Abstract

In modern translational research, the development of biomarkers heavily relies on use of omics technologies, but implementations with basic data mining algorithms frequently lead to false positives. Non-dominated Sorting Genetic Algorithm II (NSGA2) is an extremely effective algorithm for biomarker discovery but has been rarely evaluated against large-scale datasets. The exploration of the feature search space is the key to NSGA2 success but in specific cases NSGA2 expresses a shallow exploration of the space of possible feature combinations, possibly leading to models with low predictive performances. We propose two improved NSGA2 algorithms for finding subsets of biomarkers exhibiting different trade-offs between accuracy and feature number. The performances are investigated on gene expression data of breast cancer patients.

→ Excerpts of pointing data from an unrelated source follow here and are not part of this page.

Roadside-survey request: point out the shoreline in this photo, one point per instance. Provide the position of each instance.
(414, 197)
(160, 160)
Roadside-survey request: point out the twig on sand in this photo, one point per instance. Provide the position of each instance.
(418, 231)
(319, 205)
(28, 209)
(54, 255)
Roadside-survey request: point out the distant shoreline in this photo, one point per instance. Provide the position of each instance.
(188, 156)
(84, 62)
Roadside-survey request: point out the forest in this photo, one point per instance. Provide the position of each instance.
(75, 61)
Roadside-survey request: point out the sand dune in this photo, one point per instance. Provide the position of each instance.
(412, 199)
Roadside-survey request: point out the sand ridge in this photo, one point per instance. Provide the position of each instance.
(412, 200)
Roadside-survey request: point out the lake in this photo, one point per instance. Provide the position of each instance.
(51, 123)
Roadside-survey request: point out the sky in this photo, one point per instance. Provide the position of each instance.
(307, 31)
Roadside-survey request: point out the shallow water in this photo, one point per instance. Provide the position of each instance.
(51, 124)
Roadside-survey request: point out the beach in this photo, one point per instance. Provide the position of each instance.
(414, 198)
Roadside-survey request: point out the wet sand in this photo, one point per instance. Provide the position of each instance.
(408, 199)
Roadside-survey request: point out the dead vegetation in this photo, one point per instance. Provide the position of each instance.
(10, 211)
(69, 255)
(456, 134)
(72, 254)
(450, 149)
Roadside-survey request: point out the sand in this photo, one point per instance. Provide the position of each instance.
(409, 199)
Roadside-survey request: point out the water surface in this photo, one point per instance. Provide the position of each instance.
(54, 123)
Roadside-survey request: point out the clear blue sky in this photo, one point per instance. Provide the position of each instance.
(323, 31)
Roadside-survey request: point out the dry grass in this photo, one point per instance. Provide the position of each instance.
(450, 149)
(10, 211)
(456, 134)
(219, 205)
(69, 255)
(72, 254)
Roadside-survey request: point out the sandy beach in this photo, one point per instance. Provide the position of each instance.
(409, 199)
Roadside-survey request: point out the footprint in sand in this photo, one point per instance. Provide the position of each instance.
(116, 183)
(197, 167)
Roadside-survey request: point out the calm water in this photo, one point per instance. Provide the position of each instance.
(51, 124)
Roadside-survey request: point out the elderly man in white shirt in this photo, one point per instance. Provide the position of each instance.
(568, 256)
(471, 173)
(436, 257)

The results are compared with NSGA2 and LASSO. The benchmarking dataset includes internal and external validation sets. The results show that the proposed algorithms generate a better approximation of the optimal trade-offs between accuracy and set size. Moreover, validation and test accuracies are better than those provided by NSGA2 and LASSO. Remarkably, the GA-based methods provide biomarkers that achieve a very high prediction accuracy (>80%) with a small number of features (<10), representing a valid alternative to known biomarker models, such as Pam50 and MammaPrint. The software is publicly available on GitHub at github.com/UEFBiomedicalInformaticsLab/BIODAI/tree/main/MOO. Supplementary data are available at Bioinformatics online.